Founder Marko Kobal ‘explained’ more in a video posted on Facebook.
It appears that NiceHash held some 4700 Bitcoins. These are now are missing, presumably ‘abstracted by some nefarious third party.
Depending on the value of Bitcoin, which hit a new peak of over $17k overnight, it means some $79.9 million no longer belongs to the owners who thought their crypto-currency wallets secure. Not a comforting thought.
What does this mean
While the disappearance, presumably stolen, of the Bitcoins appears to be a crime this is not the real issue. Surrounding all cryptocurrencies and their wallets is the issue of ownership and with that the concept of ‘Caveat Dominus’ (owner beware).
To put this into immediate perspective, consider this question on a forum: “So I’ve got an Android phone running Mycelium wallet. The phone in encrypted using the built in Android encrypt phone option. It is protected with a relatively complex swipe pattern. Mycelium is protected by a PIN number. How secure is my BTC if the phone is lost or stolen? Can someone potentially retrieve my private key? How about if they managed to guess the swipe code – what then? Mycelium doesn’t appear to have a PIN try lockout so I’m thinking that PIN code isn’t going to protect it against a determined attacker and is the PIN even securely encrypted?”
Within this there are two further issues, both concerning access to the phone. The first has to do with access to the wallet and therefore the ability to use whatever cryptocurrency exists in that wallet. Implicit in this, and this applies to all cryptocurrencies, is that if you no longer have wallet access, then you ‘lose’ your cryptocurrency. The value has not gone. But the gold coin you buried in the back garden for safety but cannot find is just as useless (or valueless).
The second is more fundamental. It has to do with the phone.
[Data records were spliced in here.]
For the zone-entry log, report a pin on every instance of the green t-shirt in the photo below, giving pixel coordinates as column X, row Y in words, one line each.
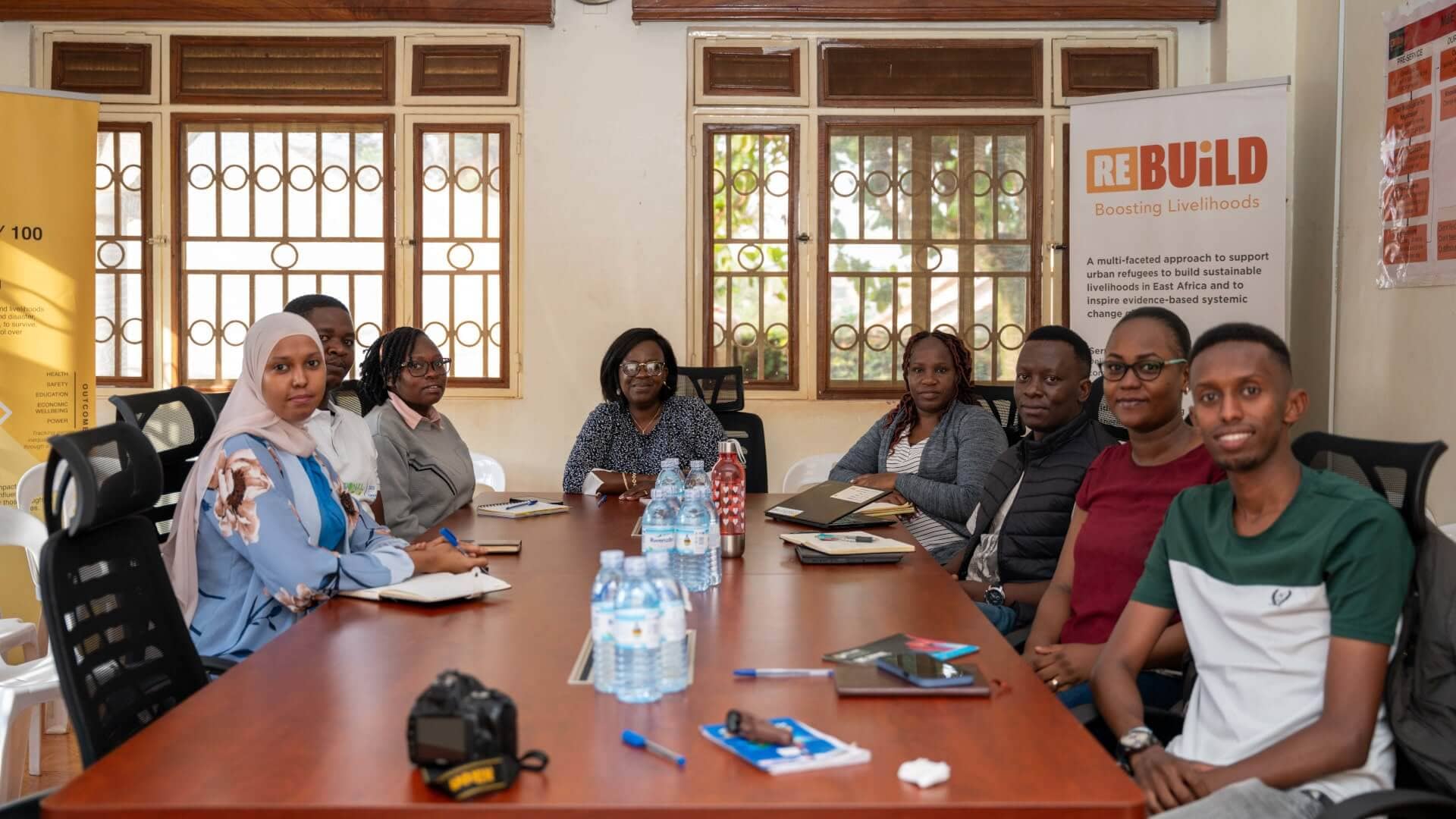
column 1260, row 613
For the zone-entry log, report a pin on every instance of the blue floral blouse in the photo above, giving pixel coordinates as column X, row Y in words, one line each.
column 259, row 566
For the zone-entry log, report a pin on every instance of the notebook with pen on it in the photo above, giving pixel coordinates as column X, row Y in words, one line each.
column 435, row 588
column 525, row 507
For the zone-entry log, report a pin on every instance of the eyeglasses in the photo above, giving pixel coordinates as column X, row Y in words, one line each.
column 419, row 369
column 654, row 369
column 1147, row 369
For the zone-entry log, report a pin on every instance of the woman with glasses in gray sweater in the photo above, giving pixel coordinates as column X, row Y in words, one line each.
column 935, row 447
column 424, row 465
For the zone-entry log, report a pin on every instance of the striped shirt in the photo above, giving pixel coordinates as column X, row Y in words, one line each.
column 905, row 460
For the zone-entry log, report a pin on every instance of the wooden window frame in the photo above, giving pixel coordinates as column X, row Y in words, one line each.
column 147, row 270
column 821, row 275
column 927, row 11
column 795, row 346
column 826, row 44
column 180, row 178
column 417, row 127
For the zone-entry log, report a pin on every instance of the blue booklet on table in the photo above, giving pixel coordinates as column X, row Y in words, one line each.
column 811, row 751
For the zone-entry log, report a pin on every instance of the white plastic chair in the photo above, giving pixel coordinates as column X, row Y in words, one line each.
column 808, row 471
column 488, row 471
column 22, row 691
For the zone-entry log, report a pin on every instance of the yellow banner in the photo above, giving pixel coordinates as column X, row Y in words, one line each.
column 47, row 276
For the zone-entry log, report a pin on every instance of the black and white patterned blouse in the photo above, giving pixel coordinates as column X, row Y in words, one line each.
column 688, row 430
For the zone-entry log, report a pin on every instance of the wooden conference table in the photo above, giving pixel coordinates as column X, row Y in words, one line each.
column 315, row 723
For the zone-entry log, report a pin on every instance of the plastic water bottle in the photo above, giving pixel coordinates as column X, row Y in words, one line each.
column 637, row 632
column 674, row 623
column 692, row 541
column 660, row 525
column 603, row 599
column 696, row 475
column 670, row 480
column 715, row 548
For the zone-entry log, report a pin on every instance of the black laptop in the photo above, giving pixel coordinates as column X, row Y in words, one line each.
column 830, row 504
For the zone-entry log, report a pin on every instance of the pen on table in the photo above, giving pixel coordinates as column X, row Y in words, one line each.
column 849, row 538
column 783, row 672
column 638, row 741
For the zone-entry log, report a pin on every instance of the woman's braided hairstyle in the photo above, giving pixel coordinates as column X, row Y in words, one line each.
column 383, row 362
column 965, row 378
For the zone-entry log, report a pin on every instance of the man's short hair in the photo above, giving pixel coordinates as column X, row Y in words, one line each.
column 305, row 305
column 1244, row 331
column 1057, row 333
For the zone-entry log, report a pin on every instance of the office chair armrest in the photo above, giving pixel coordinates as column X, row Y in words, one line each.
column 1416, row 803
column 218, row 665
column 27, row 806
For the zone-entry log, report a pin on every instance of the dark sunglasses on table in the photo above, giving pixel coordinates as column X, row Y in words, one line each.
column 650, row 368
column 1147, row 369
column 419, row 369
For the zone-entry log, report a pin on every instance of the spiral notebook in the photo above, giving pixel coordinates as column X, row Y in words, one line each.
column 435, row 588
column 520, row 509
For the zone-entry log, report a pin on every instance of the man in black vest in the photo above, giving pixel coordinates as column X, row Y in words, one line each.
column 1025, row 506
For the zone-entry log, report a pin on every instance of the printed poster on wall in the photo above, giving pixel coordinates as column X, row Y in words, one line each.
column 47, row 275
column 1417, row 191
column 1178, row 202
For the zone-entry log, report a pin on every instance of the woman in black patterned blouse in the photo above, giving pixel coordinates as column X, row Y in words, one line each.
column 641, row 422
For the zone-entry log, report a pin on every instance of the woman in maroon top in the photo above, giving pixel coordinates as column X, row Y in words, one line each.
column 1120, row 507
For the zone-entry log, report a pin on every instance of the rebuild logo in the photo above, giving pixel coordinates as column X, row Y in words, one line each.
column 1183, row 165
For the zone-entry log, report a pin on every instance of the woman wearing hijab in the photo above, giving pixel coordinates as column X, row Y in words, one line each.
column 264, row 529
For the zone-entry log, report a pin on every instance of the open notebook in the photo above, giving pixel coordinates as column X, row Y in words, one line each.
column 435, row 588
column 845, row 542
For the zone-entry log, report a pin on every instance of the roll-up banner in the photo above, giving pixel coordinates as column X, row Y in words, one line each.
column 1178, row 202
column 47, row 275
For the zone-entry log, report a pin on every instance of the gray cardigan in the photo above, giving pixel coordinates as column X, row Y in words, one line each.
column 962, row 449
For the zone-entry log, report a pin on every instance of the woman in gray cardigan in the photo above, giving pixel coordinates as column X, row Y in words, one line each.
column 935, row 447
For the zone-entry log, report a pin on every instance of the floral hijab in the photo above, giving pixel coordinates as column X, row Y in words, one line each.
column 245, row 413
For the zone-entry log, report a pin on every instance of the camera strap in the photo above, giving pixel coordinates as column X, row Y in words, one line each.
column 482, row 776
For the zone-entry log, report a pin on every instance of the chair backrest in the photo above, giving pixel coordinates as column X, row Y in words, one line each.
column 1400, row 472
column 216, row 401
column 348, row 398
column 488, row 471
column 19, row 528
column 810, row 471
column 721, row 388
column 121, row 648
column 178, row 423
column 747, row 430
column 1002, row 401
column 1097, row 407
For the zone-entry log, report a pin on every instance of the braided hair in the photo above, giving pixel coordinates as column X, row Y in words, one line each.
column 383, row 362
column 965, row 376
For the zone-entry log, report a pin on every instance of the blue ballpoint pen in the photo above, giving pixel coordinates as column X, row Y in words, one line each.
column 783, row 672
column 638, row 741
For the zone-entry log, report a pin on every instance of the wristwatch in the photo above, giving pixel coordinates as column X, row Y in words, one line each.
column 996, row 595
column 1142, row 738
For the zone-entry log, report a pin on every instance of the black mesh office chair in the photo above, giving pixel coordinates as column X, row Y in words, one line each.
column 178, row 423
column 1002, row 401
column 216, row 401
column 1097, row 407
column 348, row 398
column 120, row 643
column 721, row 388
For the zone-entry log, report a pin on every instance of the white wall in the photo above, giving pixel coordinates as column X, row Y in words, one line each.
column 1394, row 356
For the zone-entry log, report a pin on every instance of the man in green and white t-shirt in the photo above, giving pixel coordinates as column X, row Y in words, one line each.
column 1291, row 585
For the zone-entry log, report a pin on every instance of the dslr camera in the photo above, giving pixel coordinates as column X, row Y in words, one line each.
column 462, row 736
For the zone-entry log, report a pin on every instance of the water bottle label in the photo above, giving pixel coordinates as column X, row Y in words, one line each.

If you lose the phone (or laptop) or, as reported elsewhere, reformat the phone (or laptop) before (say) selling it and without remembering the cryptocurrency wallet on board, say goodbye to your cryptocurrrency.
Imagine you have one Bitcoin in that wallet and you sell that refomatted phone or laptop for US$100, then you may have kissed goodbye to US$15K. Not a good return.
Thus, for all cryptocurrency wallets it is ‘Caveat Dominus’ which must apply. Failure to do observe this has a price.